When it was time to go to sleep, Valerie explained the bathroom process (with all the wires), and sent me for one last pre-sleep visit. I climbed into the bed, and was told to stay on my back. The last sensor, an O2 sensor, was placed on my finger. I don’t sleep on my back, so I decided to meditate a while to get myself in the right state of mind. I was interrupted by an extensive calibration routine. Eyes up and down. Eyes left right. Open eyes, close eyes. Blink 5 times quickly. Open mouth. Close mouth. Make a chewing motion. Bite down hard. Flex left foot. Flex right foot. Breathe in. Breathe out. Hold a breath for 10 seconds. And now it was time to sleep.

There were no clocks in the room. So I had no idea how much time had passed. The intercom came on and Valerie told me I could sleep on my side. I’d settled in enough that I no longer felt the wires, but they became very apparent again when I turned sideways. Eventually, I fell back to sleep.
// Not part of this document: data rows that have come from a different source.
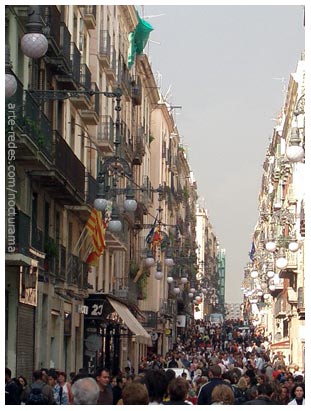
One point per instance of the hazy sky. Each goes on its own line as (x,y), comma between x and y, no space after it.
(228,67)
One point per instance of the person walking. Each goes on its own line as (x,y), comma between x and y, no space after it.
(24,389)
(265,392)
(298,395)
(11,389)
(178,392)
(40,392)
(65,385)
(222,395)
(135,393)
(85,391)
(103,380)
(205,393)
(60,397)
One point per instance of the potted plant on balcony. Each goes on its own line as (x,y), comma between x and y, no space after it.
(51,252)
(134,267)
(141,285)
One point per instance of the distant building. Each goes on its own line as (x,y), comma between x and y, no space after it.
(233,311)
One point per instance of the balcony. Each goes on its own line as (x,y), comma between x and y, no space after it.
(167,308)
(139,147)
(136,91)
(58,35)
(150,320)
(125,79)
(89,17)
(292,265)
(71,79)
(111,70)
(32,130)
(301,303)
(65,181)
(83,101)
(105,134)
(281,307)
(62,263)
(104,54)
(91,115)
(77,272)
(20,240)
(36,237)
(91,189)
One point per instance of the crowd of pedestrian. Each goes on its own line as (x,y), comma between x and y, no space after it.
(220,364)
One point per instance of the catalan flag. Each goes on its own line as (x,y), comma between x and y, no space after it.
(96,229)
Another unknown period of time went by, and Valerie came into the room. She had the CPAP mask with her this time. I kind of laughed, and she said, “Yeah, you qualify.” She told me it was set very low as she adjusted it over my nose. Immediately, air came out my mouth, and I instinctively closed it. She said she’d be adjusting the pressure remotely as I slept. It’s very difficult to speak with air being forced into one’s nose. I had to sleep on my back again, and this time, I found it harder than before. I had no issues the first time, but this time, my legs were twitchy and just couldn’t seem to get comfortable. I did doze off at some point, though.
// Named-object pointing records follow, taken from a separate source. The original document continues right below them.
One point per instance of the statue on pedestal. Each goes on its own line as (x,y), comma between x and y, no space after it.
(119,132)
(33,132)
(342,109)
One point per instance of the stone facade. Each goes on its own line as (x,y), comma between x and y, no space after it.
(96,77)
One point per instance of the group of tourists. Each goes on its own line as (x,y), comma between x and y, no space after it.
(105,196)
Wearing a CPAP mask is a unique experience. It is held hard against your face by the straps. I’d read about masks pushing patients’ front teeth out of alignment over time, and the pressure of the mask I wore makes me believe it could happen. I will have to discuss this with my doctor when it comes time to select one. Throughout the night, I felt like I was awake a lot. I couldn’t snore, and I never woke up with closed air passages, but I did not feel like I slept. I also felt like without force, I never finished exhaling. This is a more disturbing feeling than you might expect. Once in a while, I would open my mouth, and that caused me to immediately snap into alertness as air flowed out. Other times, my cheeks would inflate.

A little later, the intercom came on yet again, and I was told I could sleep on my side. This is not easy with a mask on. Several attempts to put my head on the pillow resulted in a loud whoopee cushion impression from the side of the mask. Shuffling the hoses and lifting and re-lowering my head a number of times got it to stay on correctly.

5:30am did finally arrive. Valerie spoke over the intercom again, guiding me through the calibration procedure again. This time, it was with the mask on. All was fine until she asked me to breathe heavily through my mouth. It’s a panicky feeling to have air enter your mouth from both above and below. Then she had me remove the mask, and she came in to end the test.

I felt like I’d slept perhaps 4 hours throughout the whole night. But when I sat up, my eyes were happy to be open. I certainly wasn’t done sleeping, but I felt quite rested for such a disturbed night. I don’t even feel that way after sleeping in on weekends. I said to Valerie, “So I guess I exceeded the threshold?” She laughed and said, “I didn’t expect it, but you did. You’ll get your numbers from your doctor in a week or two.” I was thinking, “Judge me by my size, do you?”, but I figured she would not understand the joke.

She applied solvents to all the leads, and the glue just let go. No hair-ripping or skin-stinging. She invited me to clean up and grab a little breakfast on my way out. I took a shower, and got dressed. As I walked out, there was no one to be seen. I must have been the last patient. I grabbed a muffin and a cup of coffee, and I walked toward the front. There was nowhere to eat it. So I left the building, seeing absolutely no one on the way out. I got into my car – the only one in the lot – and headed homeward.

It was a small coffee, so I stopped at Einstein just before coming home. I got a bagel and a large coffee, deciding to save the muffin for later. At home, I ate my breakfast, turned on the TV, and proceeded to get the rest of my sleep on the couch when Jess left for work. Maggie, the evil kitty, managed to get into my bag and steal the muffin as I slept. Nasty little thing.